Einer der Kekse schwebte durch die Luft nach oben direkt in meinen Mund, der mir vor Entsetzen offen stehen geblieben war. Das sorgte dafür, dass ich wieder aus meiner Starre erwachte und den Direktor verwirrt ansah.
„Keine Sorge, ich bin der Einzige, der außer dir noch davon weiß“, sagte Mr Dalton auf einmal mit einem warmen Lächeln, „Und ich kannte deine Familie, deswegen kann ich dein Denken so leicht durchschauen. Aber wenn du eben Gesagtes wirklich vorhast, meinst du nicht auch, dass du dich dann so gut wie möglich wappnen solltest?“
Langsam gewann ich meine Fassung zurück und biss von dem Keks in meinem Mund ab.

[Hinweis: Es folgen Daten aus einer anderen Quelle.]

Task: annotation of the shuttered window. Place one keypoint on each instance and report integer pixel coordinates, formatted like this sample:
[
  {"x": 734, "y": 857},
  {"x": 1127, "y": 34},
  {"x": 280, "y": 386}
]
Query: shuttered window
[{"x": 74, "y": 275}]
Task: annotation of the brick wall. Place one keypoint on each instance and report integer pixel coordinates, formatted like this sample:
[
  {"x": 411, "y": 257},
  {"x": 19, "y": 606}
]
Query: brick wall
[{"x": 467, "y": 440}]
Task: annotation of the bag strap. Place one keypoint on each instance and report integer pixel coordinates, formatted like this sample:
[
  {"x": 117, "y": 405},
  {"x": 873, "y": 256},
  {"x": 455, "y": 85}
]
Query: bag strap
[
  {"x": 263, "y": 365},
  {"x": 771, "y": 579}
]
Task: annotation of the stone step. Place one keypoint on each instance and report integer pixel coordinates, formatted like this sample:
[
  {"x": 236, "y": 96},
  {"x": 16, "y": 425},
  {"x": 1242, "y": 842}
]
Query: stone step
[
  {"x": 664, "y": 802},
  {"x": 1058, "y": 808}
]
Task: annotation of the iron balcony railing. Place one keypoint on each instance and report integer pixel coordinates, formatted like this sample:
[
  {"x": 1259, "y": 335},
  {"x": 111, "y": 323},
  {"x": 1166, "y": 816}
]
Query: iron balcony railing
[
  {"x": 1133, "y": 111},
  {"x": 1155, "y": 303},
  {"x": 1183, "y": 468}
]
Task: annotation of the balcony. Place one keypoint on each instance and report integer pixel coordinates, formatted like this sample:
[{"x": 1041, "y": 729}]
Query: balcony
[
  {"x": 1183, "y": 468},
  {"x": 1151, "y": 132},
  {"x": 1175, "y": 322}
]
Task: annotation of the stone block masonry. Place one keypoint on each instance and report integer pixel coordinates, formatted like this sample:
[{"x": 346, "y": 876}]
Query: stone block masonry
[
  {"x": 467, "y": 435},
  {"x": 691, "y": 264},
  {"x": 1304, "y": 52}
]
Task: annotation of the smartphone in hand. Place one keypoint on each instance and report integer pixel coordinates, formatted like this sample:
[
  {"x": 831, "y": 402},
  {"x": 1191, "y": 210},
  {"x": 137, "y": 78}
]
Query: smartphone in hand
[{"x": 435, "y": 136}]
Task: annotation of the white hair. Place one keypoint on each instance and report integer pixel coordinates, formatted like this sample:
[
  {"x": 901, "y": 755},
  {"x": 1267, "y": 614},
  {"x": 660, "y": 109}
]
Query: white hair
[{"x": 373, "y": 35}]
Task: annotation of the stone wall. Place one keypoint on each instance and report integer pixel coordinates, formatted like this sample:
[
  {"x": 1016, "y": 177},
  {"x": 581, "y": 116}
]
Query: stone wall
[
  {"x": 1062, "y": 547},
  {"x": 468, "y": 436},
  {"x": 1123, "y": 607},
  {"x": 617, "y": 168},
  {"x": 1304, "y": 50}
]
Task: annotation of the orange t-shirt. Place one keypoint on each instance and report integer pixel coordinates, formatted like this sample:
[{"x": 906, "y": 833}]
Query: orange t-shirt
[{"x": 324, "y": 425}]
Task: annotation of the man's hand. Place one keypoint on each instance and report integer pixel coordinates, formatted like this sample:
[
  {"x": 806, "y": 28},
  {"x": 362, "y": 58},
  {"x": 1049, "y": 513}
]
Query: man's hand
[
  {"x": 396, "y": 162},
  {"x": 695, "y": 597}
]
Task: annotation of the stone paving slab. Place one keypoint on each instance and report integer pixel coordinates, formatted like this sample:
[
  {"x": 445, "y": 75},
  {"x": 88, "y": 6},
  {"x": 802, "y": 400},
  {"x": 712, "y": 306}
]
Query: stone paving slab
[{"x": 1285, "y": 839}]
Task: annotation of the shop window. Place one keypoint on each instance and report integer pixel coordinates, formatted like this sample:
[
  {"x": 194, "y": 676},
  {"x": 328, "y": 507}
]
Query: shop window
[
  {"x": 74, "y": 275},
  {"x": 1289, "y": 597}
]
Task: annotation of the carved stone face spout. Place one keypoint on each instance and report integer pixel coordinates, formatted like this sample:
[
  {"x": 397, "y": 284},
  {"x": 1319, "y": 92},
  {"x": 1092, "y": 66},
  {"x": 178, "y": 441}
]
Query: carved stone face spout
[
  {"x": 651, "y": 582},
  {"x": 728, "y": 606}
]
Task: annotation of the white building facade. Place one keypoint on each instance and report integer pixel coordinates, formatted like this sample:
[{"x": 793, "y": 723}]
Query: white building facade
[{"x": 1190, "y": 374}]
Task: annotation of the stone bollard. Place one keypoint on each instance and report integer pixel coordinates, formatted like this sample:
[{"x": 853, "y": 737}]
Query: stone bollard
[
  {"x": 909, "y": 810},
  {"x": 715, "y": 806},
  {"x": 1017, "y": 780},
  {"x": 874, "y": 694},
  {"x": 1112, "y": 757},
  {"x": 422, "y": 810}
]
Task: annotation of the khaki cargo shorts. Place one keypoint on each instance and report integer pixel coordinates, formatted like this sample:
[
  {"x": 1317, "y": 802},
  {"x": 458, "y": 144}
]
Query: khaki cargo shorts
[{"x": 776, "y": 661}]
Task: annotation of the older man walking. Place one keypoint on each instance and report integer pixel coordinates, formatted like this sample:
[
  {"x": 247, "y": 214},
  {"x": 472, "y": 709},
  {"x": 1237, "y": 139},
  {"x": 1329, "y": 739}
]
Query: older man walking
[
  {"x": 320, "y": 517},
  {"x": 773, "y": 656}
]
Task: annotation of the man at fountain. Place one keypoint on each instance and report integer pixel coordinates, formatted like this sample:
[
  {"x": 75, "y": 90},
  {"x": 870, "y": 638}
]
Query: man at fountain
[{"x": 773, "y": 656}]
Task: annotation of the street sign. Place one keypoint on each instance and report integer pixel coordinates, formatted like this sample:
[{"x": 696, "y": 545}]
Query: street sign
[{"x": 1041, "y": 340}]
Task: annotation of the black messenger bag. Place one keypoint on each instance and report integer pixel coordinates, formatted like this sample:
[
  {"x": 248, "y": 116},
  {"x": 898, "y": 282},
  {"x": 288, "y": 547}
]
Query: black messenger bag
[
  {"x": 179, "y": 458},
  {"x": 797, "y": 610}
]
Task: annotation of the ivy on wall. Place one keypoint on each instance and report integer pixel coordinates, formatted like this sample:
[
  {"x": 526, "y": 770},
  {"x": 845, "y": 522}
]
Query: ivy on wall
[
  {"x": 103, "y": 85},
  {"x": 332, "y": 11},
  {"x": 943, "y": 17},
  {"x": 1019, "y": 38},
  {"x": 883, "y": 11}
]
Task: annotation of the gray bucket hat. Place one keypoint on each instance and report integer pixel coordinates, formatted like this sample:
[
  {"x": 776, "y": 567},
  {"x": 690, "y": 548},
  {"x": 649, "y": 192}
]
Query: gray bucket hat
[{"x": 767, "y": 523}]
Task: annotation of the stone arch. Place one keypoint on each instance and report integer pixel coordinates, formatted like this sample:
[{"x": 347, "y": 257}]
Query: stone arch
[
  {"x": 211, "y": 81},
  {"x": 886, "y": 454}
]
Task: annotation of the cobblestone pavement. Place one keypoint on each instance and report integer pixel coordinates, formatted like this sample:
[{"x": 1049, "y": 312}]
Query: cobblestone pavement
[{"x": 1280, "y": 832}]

„Du würdest von dem Unterricht profitieren“, fügte der Mann noch hinzu und ließ die übrigen Kekse über den Tisch tanzen, „Mach dir die Erfahrungen der Lehrer zu Nutze und lerne von ihnen. Übe mit den anderen Schülern und gewinne mehr Erfahrungen, damit du eines Tages stark genug bist um gegen die dunklen Mächte zu bestehen.“
„Wer sind Sie?“ Irgendwie kam mir die Frage über die Lippen, ohne dass ich es wirklich beabsichtigt hatte.
„Nur der Schulleiter der Dalton Academy“, lächelte er und überschlug auf einmal die Beine auf seinem Tisch, wobei er beinahe einen Stapel Akten und Ordner zu Fall brachte und seine Beine auch nur knapp neben der Kanne mit dem Tee ruhten. Die Kekse turnten einfach über ihn hinweg, wie auch über die restliche Unordnung des Pultes.
„Sie sind ein schräger Vogel, wissen Sie das?“, fragte ich ein wenig resigniert.
„Tschiep tschiep.“ Jetzt schlug der Typ auch noch grinsend mit den Armen als wären sie Flügel. „Tschiep tschiep...“
Ich schüttelte nur den Kopf und ließ die Schultern hängen. Also ehrlich mal, wo war die ernste Stimmung hin? Dieser komische Kauz von einem Direktor war mir echt ein Rätsel. Einerseits schien dieser Clown bloß Stroh im Schädel zu haben, aber andererseits schienen da auch ein immenses Wissen und eine beachtliche Intuition zusammen mit einem zumindest halbwegs gesunden Verstand zu sein. Seine magischen Kräfte konnte ich mit Sicherheit noch nicht mal erraten, da er anscheinend sogar ohne irgendwelche Sprüche und nur mit bloßer Willenskraft in der Lage war Magie auszuüben. Das konnten wirklich nur die höchsten Magier und auch wenn er nicht so aussah, schien er ein Meister der magischen Künste zu sein.
„Anas“, flüsterte ich allerdings so leise ich konnte. Meiner Meinung nach sollte das Spatzenhirn mal von seinem eigenen Irrsinn getroffen werden.
Im nächsten Augenblick flatterten plötzlich ganze sechs laut quietschende Quietscheentchen über dem Kopf des Direktors, der daraufhin völlig verdattert mitsamt seinem Stuhl nach hinten purzelte und auf dem Boden aufschlug. Die Reaktion war allerdings heftiger gewesen als ich erwartet hatte, weswegen ich mir ein Kichern nicht verkneifen konnte. Das hatte der Kerl davon, geschah ihm nur recht.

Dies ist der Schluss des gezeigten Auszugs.